Tom gazed at him, one stony eye fixed on James and the other hidden beneath a black eye-patch. ‘If you really want to help, you can put my charts in order.’
It was quite obvious to Amelia that this was the sort of offer that was supposed to send James running back up the hill, but instead James looked as excited as a kid on his birthday.
‘Thanks, Tom! You’re the best!’
Tom grunted, and turned back to Amelia and Charlie. ‘Now, what do you want?’
‘We just wanted to see what was happening,’ said Charlie.
‘Well, don’t look at me. You think anyone tells me anything? Rosby might have, if she’d come here on her own, but Arxish won’t say a word. As far as he let slip to your dad, Control want to cover up this whole situation.’
‘Why?’ said Amelia.
‘We’re a non-stellar planet, aren’t we?’ said Tom. ‘Never left our own solar system. So far as they’re concerned, we might as well be living in caves and trying to make fire.’

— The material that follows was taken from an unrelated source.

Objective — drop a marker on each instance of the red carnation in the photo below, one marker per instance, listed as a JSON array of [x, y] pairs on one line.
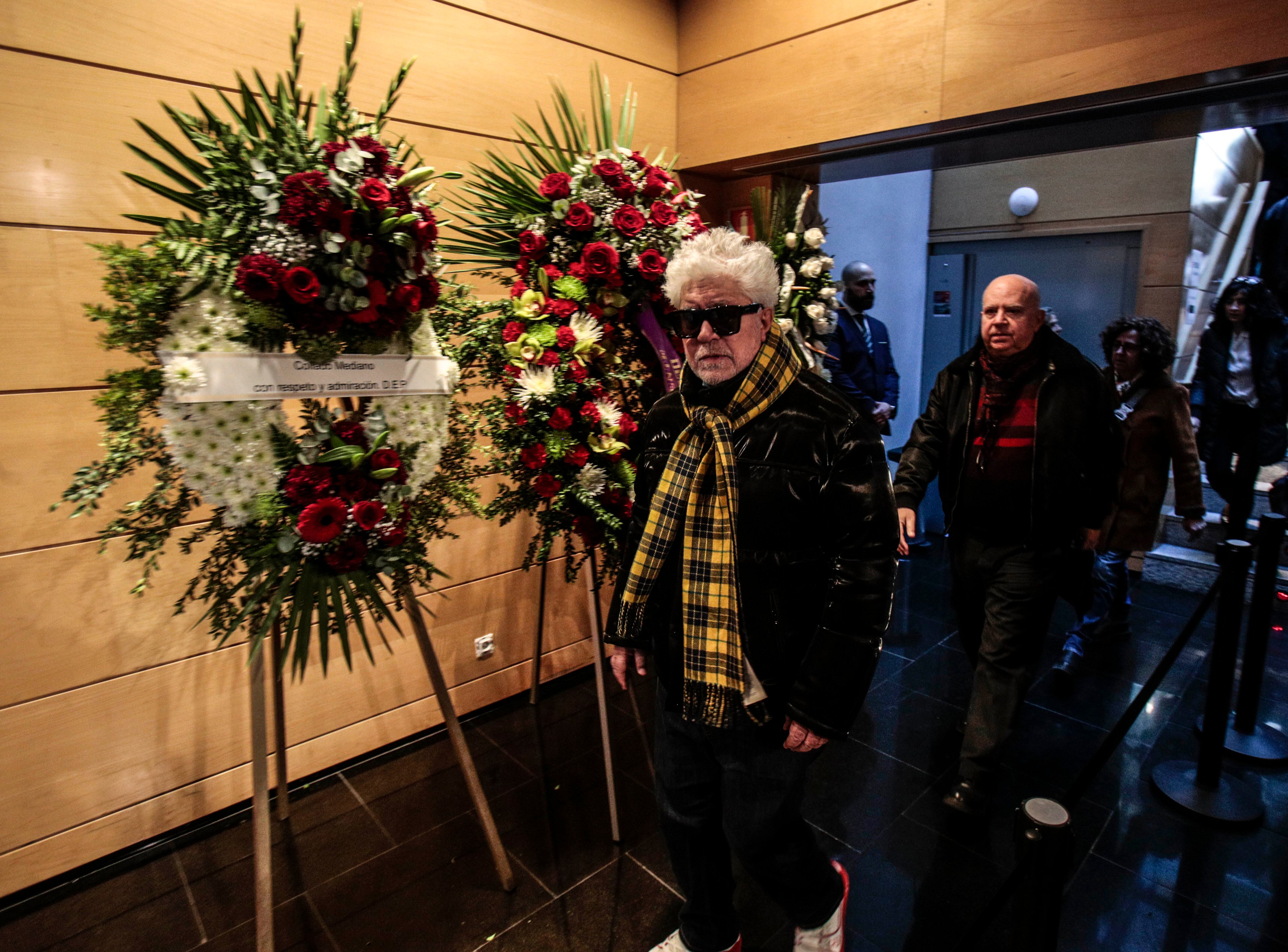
[[663, 214], [347, 556], [609, 169], [656, 183], [302, 285], [557, 185], [408, 297], [580, 218], [322, 521], [259, 277], [652, 265], [629, 221], [375, 193], [561, 310], [547, 486], [368, 514], [531, 244], [535, 457], [600, 259], [307, 485]]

‘But we know,’ said Charlie.
‘Exactly,’ said Tom, and before either Amelia or Charlie could ask him what he meant by that, a gust of wind blew out of the gateway stairwell, flooding the cottage with the smell of grilled cheese. A wormhole had just connected to the gateway, opening up a path to an alien world.
Grawk, who had been lurking outside the cottage all this time, now wandered in, sniffing the air appreciatively.
‘More guests?’ said Charlie, straining to see what was happening in the other room.